A charged particle going around in a circle can be considered to be a current loop. A particle of a mass $$m$$ carrying charge $$q$$ is moving in a plane with speed $$v$$ under the influence of magnetic field $$\vec{B}$$. The magnetic moment of this moving particle is:

We start with the definition of magnetic moment for a planar current loop.

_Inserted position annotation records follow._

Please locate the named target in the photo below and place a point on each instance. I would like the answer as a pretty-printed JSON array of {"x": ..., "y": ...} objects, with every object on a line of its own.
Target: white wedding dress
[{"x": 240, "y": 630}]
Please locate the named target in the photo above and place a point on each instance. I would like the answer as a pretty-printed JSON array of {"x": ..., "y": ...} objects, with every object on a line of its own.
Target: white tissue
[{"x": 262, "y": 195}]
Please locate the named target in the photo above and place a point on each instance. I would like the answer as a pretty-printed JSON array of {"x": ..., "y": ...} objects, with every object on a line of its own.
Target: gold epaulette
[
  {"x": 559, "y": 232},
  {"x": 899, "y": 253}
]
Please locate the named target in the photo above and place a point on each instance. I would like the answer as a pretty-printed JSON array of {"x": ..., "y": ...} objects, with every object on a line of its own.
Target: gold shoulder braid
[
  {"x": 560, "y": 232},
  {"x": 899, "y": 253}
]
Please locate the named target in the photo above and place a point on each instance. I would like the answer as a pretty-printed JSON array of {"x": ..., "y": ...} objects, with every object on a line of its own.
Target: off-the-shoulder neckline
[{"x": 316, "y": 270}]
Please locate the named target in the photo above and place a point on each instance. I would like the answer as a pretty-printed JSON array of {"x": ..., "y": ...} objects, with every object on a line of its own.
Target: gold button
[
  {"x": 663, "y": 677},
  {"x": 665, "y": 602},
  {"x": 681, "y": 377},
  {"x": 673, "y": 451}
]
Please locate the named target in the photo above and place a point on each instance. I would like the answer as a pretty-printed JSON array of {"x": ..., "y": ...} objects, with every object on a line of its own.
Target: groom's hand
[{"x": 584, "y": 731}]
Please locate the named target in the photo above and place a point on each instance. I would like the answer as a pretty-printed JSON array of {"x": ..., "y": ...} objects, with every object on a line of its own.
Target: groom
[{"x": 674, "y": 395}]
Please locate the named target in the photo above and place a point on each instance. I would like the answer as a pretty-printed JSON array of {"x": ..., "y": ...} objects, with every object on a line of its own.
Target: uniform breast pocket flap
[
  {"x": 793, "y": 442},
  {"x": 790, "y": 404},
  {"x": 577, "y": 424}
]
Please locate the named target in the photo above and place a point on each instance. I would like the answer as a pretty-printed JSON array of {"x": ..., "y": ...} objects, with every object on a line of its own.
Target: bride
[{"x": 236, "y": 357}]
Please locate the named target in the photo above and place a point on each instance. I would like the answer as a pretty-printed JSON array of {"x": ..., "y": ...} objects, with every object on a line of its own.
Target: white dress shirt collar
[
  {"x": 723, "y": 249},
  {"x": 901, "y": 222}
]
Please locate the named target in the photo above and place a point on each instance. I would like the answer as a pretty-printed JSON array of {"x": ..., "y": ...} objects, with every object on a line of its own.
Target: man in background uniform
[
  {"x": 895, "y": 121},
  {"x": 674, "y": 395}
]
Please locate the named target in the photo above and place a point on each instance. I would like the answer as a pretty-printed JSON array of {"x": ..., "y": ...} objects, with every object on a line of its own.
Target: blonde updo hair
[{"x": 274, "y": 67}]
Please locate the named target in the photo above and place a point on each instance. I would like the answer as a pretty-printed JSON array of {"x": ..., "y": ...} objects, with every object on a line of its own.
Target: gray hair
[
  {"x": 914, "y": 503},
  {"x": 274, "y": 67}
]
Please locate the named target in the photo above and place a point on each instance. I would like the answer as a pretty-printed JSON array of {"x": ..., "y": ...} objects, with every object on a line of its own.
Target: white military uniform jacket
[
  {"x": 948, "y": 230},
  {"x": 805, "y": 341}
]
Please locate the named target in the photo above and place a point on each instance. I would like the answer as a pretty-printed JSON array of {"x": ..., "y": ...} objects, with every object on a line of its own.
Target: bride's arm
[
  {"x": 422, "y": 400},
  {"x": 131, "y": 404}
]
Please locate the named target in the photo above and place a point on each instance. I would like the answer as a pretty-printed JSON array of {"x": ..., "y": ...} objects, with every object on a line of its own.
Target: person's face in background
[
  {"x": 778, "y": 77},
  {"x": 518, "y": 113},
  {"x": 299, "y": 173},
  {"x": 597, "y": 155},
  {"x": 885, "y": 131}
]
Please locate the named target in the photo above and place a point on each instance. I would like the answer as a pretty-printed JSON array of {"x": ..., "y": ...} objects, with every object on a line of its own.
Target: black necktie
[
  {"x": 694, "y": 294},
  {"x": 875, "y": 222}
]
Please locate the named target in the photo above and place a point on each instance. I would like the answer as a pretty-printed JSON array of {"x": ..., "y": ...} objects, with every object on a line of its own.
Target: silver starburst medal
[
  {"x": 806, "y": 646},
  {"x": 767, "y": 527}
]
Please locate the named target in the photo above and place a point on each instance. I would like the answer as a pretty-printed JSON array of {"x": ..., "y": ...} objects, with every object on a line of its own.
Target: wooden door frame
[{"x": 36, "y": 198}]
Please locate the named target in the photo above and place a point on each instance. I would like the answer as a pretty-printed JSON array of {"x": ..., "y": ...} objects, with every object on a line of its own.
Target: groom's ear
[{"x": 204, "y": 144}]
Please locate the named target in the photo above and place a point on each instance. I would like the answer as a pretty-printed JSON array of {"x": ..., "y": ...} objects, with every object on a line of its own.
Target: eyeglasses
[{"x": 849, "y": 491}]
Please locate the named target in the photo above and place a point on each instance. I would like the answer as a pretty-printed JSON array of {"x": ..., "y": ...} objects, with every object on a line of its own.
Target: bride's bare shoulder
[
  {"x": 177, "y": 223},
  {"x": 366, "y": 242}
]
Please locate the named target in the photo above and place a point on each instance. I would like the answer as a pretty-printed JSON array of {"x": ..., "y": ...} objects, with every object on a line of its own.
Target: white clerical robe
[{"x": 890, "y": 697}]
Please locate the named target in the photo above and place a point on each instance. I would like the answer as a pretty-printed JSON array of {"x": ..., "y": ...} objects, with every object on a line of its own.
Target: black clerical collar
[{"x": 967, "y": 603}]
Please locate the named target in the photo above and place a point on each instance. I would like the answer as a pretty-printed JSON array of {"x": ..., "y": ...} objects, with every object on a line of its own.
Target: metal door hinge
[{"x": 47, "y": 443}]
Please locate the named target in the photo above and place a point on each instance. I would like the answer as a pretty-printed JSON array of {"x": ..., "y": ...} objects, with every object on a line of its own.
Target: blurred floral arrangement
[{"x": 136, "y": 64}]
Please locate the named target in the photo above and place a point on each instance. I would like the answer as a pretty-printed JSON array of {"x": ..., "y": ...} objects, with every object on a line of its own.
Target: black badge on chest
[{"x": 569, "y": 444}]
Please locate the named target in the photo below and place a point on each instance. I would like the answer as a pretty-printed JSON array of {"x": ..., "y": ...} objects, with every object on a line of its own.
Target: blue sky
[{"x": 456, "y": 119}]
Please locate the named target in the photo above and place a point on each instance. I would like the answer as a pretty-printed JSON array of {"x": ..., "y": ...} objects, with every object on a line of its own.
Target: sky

A charge $$q$$ completing one revolution in time period $$T$$ constitutes a current

$$I \;=\;\frac{q}{T}.$$

The particle moves in a circle of radius $$r$$ with speed $$v$$, so its period is obtained from the well-known relation $$T=\frac{\text{circumference}}{\text{speed}}$$ :

$$T \;=\;\frac{2\pi r}{v}.$$

Substituting this value of $$T$$ in the formula for current, we obtain

$$I \;=\;\frac{q}{\dfrac{2\pi r}{v}} \;=\;\frac{qv}{2\pi r}.$$

The area of the circular path is

$$A \;=\;\pi r^{2}.$$

By definition the magnitude of the magnetic moment is

$$\mu \;=\; I\,A.$$

Inserting the expressions for $$I$$ and $$A$$ gives

$$\mu \;=\;\left(\frac{qv}{2\pi r}\right)\!(\pi r^{2}) \;=\;\frac{qvr}{2}.$$

Its direction is perpendicular to the plane of the circle, along the unit vector $$\hat n$$ obtained from the right-hand rule for a positive charge. Hence in vector form

$$\vec\mu \;=\;\frac{qvr}{2}\,\hat n.$$

Next, we express $$r$$ in terms of the given magnetic field $$\vec B$$. Because the velocity is perpendicular to $$\vec B$$, the magnetic Lorentz force provides the necessary centripetal force. Writing this equality explicitly,

$$qvB \;=\;\frac{mv^{2}}{r}.$$

Solving for the radius,

$$r \;=\;\frac{mv}{qB}.$$

Substituting this value of $$r$$ back into $$\vec\mu$$, we obtain

$$\vec\mu \;=\;\frac{qv}{2}\left(\frac{mv}{qB}\right)\hat n \;=\;\frac{mv^{2}}{2B}\,\hat n.$$

The angular momentum $$\vec L$$ of the particle is $$\vec L = mvr\,\hat n$$, and for a positive charge $$\vec\mu$$ is parallel to $$\vec L$$, whereas for a negative charge it is antiparallel. The options given contain a negative sign, so the particle is to be regarded as negatively charged. Thus we write

$$\vec\mu \;=\;-\frac{mv^{2}}{2B}\,\hat B,$$

because $$\hat n$$ is opposite to $$\hat B$$ for a negative charge in this standard configuration. Since $$\hat B = \dfrac{\vec B}{B}$$, we finally have

$$\vec\mu \;=\;-\frac{mv^{2}}{2B^{2}}\;\vec B.$$

This matches Option D.

Hence, the correct answer is Option D.